A commerical dough mixer was determined to be a defective product by a hartford Connecticut Jury in April 2008. The Connecticut Jury also found that the manufacturer's failure to have placed on the machine in question a bowl guard which was only available as an optional piece of equipment warranted the assessing of punitive damages. A Punitive damages award is uncommon in the setting of a products liability lawsuit and is generally based upon the determination that the manufacturer or distributor's actions were taken with extreme indifference to the rights and safety of the products intended or forseeable users. In this case the manufacturer, Varimixer, had maintained a practice of selling large and powerful commercial dough mixers without having an interlocking bowl guard as a standard piece of safety equipment. It appeared to councel based upon information developed through discovery that the decision to only offer this safety device as a non standard piece of equipment available for an extra charge was commercially motivated and failed to take into account the potential for harm to the user should the mixer be used without the bowl guard. Based upon user experience throughout the industry, it was known that there would be a certain injury incident rate that would occur in the absence of the bowl guard's presence. The defendant's expert argued at trial that the injury incidence rate was small enough that making the bowl guard standard was not necessary in order for the product to be considered safe enough to use in accordance with the ordinary consumer's expectations of safety for the product. The Hartford Connecticut jury in this defective products personal injury case rejected that argument and found the manufacturer liable for both compensatory and punitive damages. The Compensatory damages award exceeded 1.3 million dollars. The case was settled for a confidential amount following the jury award last year.

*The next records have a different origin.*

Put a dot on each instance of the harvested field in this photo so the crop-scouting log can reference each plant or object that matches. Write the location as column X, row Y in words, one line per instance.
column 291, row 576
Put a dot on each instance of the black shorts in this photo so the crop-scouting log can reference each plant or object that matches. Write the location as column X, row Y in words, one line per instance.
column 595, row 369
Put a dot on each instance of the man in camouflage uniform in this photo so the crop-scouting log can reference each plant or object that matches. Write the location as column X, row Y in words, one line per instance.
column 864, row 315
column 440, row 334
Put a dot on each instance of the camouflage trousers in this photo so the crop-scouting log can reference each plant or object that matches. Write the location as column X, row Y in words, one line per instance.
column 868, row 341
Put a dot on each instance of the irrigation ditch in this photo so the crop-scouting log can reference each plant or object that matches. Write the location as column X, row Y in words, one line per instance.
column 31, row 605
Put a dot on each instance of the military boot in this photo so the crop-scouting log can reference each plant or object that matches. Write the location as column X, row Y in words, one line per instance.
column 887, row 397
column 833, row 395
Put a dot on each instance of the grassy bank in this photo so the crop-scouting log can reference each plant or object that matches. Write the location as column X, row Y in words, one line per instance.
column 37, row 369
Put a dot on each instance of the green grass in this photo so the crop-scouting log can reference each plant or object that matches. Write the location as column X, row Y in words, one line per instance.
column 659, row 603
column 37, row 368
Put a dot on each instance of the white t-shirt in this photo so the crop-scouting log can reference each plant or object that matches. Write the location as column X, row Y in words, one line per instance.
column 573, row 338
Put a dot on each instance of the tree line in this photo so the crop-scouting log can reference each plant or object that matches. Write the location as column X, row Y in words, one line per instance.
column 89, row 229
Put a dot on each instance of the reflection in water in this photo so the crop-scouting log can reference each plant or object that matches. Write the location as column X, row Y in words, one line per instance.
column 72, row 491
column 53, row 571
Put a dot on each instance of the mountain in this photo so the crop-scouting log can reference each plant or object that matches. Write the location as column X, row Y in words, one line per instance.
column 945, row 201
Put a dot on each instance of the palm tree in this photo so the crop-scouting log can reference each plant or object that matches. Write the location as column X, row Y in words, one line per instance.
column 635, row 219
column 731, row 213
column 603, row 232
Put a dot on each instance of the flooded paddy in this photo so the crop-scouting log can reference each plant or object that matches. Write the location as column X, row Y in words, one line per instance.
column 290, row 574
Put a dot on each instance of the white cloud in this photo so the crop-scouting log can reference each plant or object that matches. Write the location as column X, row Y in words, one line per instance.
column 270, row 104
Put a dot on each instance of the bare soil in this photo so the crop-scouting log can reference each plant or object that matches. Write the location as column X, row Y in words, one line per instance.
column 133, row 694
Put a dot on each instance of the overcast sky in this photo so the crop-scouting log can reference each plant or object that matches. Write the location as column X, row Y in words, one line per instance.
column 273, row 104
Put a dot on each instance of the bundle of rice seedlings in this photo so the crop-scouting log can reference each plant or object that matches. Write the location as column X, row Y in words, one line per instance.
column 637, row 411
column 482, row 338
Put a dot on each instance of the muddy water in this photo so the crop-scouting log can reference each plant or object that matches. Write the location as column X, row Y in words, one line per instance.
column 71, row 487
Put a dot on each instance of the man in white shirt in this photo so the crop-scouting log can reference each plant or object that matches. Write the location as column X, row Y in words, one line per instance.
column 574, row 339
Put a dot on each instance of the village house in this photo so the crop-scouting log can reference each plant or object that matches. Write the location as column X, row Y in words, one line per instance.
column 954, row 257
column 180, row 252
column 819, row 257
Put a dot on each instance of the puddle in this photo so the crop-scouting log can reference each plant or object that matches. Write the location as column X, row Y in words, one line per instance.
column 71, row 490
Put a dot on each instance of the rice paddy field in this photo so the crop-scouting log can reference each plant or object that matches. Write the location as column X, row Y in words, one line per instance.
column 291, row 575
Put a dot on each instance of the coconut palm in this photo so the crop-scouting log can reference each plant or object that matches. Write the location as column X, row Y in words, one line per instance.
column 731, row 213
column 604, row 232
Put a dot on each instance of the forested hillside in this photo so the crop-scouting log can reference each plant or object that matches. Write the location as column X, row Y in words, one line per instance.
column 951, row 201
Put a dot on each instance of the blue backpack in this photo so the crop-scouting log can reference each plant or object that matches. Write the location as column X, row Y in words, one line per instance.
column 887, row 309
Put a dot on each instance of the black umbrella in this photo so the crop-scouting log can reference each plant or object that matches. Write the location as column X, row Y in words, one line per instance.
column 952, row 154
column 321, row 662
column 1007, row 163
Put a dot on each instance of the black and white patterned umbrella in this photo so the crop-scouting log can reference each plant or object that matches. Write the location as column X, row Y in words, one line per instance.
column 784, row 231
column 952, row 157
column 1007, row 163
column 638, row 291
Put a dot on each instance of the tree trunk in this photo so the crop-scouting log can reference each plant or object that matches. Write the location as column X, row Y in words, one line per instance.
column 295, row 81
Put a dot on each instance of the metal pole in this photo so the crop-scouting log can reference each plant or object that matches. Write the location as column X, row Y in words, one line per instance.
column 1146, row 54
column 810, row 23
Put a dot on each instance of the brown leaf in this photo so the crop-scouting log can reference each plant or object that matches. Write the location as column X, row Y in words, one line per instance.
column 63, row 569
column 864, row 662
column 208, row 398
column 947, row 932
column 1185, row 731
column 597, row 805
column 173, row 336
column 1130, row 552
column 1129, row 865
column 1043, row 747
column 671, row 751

Our firm is interested in making sure that Varimixer as well as other commercial dough mixer companies such as Hobart for example have now begun a campaign to retrofit all dough mixers sold without the safety cage being included. While we were unable to require the retrofitting campaign to occur given the express finding of this jury it would be unreasonable for this company and the industry not to similarly conclude that adding on safety cages to these machines presents and unfair and avoidable risk of harm to those that use these machines in the workplace which covers tens of thousands of commercial kitchen workers nationwide. We are interested in following up on this issue and if necessary filing additional lawsuits on behalf of those injured by the commercial dough mixers through inadvertent contact with their hands due to the absence of the bowl cage guards.